昭和14年初版の主婦の友社から出ている「花嫁講座」の料理シリーズは私の宝物です。母や叔母が使っていたらしく時々書き込みもあって、そのまま作ったことは一度もないけれど側にあるだけで何かを教えてくれている気がします。
材料、その後に作り方と書かれたものもありますが、何より頻繁に出てくる「拵える(こしらえる)」という表現が何ともいえずいいのです。

「一度に澤山拵えて(たくさんこしらえて)缶にでも入れて密閉しておけば、急のお客様などの時、ちょっと芥子(からし)和えなどが出来て便利です。」
これは日本芥子を香気よく溶く方法を説明した文章の結びの一文。粉芥子は初めに番茶で固く練り上げ、それを布巾に包んで10分位蒸します。こうするとよい香りが立って溶き芥子の素のようなものができます。それを保存して入用の時に酒か湯で伸ばしていつでも使えるようにするのです。チューブ入りの芥子が販売されるのはまだまだ先のこと。香辛料も手作りする時代、急なお客様でも手作りのもてなしを…。作り方の中に書き手のメッセージがたっぷり入っています。

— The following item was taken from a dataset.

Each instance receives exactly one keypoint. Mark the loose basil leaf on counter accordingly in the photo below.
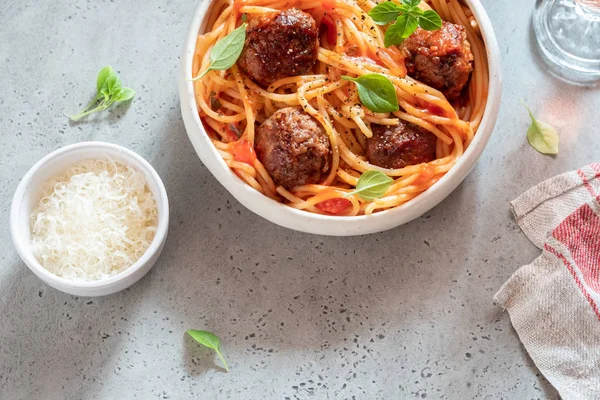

お鍋の使い方を書いているページには、その時代に使われていた台所の様子もよく分かります。
「アルミニウムの永保(ながもち)法に、アルミニウムの鍋類は軽くて取り扱いに重宝ですが、それだけに損やすい(いたみやすい)ですから、酢の気のあるものや空炒りは絶対にしない方がよいのです。そして料理したものはすぐに他の器に移すことと、洗うにも磨砂(みがきずな)をつけてぎゅうぎゅう擦ったりせずに柔らかい布巾か絲瓜(へちま)に粉石鹸をつけて軽く洗い水気をよく拭きとっておくのが永保(ながもち)の秘訣です。時々コルクに油をつけて内外を磨くとよく光澤が出ます…」。

今の時代活字が多いと料理本は売れないと言われます。語りつくせない料理の多くの作業には、技術の奥に優しさや思いやりのひと枝があるんですよね…。皆さん!